Could you post the shape of A and an executable code snippet (using random values for A)?
batch_size = 3
height = 2
width = 2
A = torch.randint(2, 11, (batch_size, height, width)).float()
AA = A.clone()
print(A)
# I can get what I want from below for-loop solution
for i in range(batch_size):
A[i] -= torch.min(A[i])
A[i] /= torch.max(A[i])
# Your solution
AA -= AA.min(1, keepdim=True)[0]
AA /= AA.max(1, keepdim=True)[0]
print(A) # A and AA are different
print(AA)
strange, but your approach with view’s is very slow.

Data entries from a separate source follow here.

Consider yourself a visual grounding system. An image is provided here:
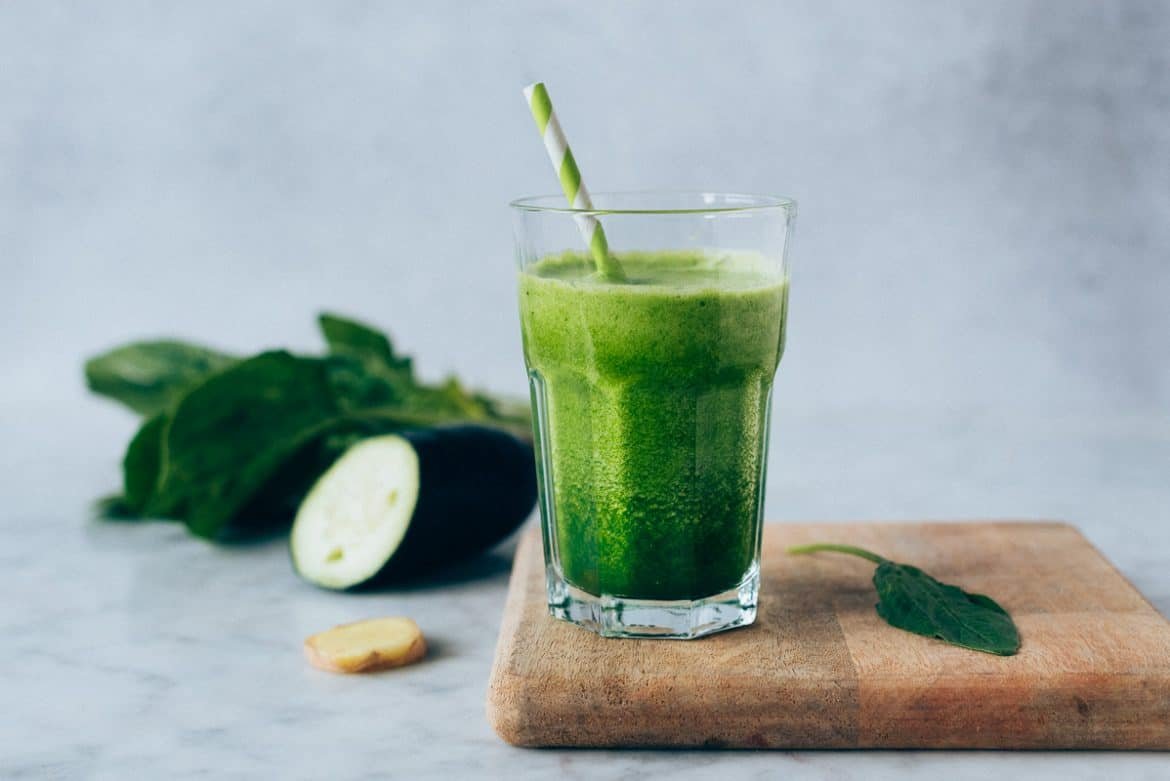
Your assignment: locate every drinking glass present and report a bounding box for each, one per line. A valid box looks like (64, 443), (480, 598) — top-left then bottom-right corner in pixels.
(511, 192), (796, 638)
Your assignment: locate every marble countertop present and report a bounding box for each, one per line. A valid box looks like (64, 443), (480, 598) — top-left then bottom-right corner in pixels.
(0, 399), (1170, 781)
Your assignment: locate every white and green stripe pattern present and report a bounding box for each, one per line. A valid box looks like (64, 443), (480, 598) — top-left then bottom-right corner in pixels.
(524, 82), (626, 279)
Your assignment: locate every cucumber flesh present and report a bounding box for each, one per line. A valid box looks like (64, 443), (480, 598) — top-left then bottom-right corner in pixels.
(290, 434), (419, 589)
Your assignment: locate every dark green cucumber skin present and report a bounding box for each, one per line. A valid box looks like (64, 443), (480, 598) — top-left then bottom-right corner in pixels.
(350, 426), (536, 590)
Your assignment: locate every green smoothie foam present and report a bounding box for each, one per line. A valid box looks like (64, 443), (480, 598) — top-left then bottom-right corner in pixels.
(519, 251), (787, 600)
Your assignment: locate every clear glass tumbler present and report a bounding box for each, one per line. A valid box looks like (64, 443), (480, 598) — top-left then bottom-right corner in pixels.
(511, 192), (796, 638)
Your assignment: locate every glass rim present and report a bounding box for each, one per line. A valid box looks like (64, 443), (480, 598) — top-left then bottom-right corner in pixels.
(508, 189), (797, 215)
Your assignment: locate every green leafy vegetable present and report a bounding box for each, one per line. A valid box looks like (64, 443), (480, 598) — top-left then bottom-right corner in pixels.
(85, 340), (235, 415)
(789, 542), (1020, 656)
(85, 315), (531, 541)
(122, 413), (168, 514)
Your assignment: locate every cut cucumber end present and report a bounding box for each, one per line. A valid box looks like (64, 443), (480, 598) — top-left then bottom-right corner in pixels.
(289, 434), (419, 589)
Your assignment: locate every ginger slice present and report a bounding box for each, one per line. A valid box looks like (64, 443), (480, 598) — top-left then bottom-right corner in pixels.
(304, 617), (427, 672)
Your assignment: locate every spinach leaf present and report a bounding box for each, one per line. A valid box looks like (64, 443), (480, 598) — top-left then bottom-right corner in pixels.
(122, 413), (167, 516)
(317, 312), (412, 371)
(147, 351), (338, 539)
(85, 340), (235, 416)
(85, 315), (531, 541)
(789, 542), (1020, 656)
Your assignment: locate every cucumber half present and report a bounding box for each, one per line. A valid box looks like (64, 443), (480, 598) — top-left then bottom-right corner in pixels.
(289, 426), (536, 589)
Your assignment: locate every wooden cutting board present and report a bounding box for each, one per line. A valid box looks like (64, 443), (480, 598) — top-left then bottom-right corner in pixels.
(488, 523), (1170, 749)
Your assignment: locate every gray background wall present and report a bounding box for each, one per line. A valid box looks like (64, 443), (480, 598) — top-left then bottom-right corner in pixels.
(0, 0), (1170, 516)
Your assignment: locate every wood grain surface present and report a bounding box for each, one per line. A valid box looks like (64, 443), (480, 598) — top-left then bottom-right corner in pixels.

It is faster than loop approach when I use timeit, but inference pipeline got slower in 10 times (with for loop is about 50 FPS, with views about 5 FPS)
EDIT 1:
Just added torch.cuda.synchronize()
for loop: 0.5 ms
view approach: 150 ms
I don’t understand what happens, view shouldn’t change tensor itself (from continuous to non continuous)
Do you have any thoughts?
Additional info:
I use CUDA tensor with shape [B, 3, 1024, 1024]
torch version: 1.2.0
cuda version: 10.0.130
GPU: NVIDIA QUADRO GV100
OS: linux
The view operation should be really cheap, as it only changes the meta-data, i.e. no copy will be performed and you would get an error, if a copy is necessary.
Could you post your profiling code so that I could take a look, please?
I think the overhead is created by the torch.max call with a dimension keyword, as it’ll also return the indices.
In the last use case the batch dimension can more or less be ignored, as it’s much smaller than the flattened height*width.
If I’m not mistaken, there was recently a feature request to add a return_indices argument to torch.max.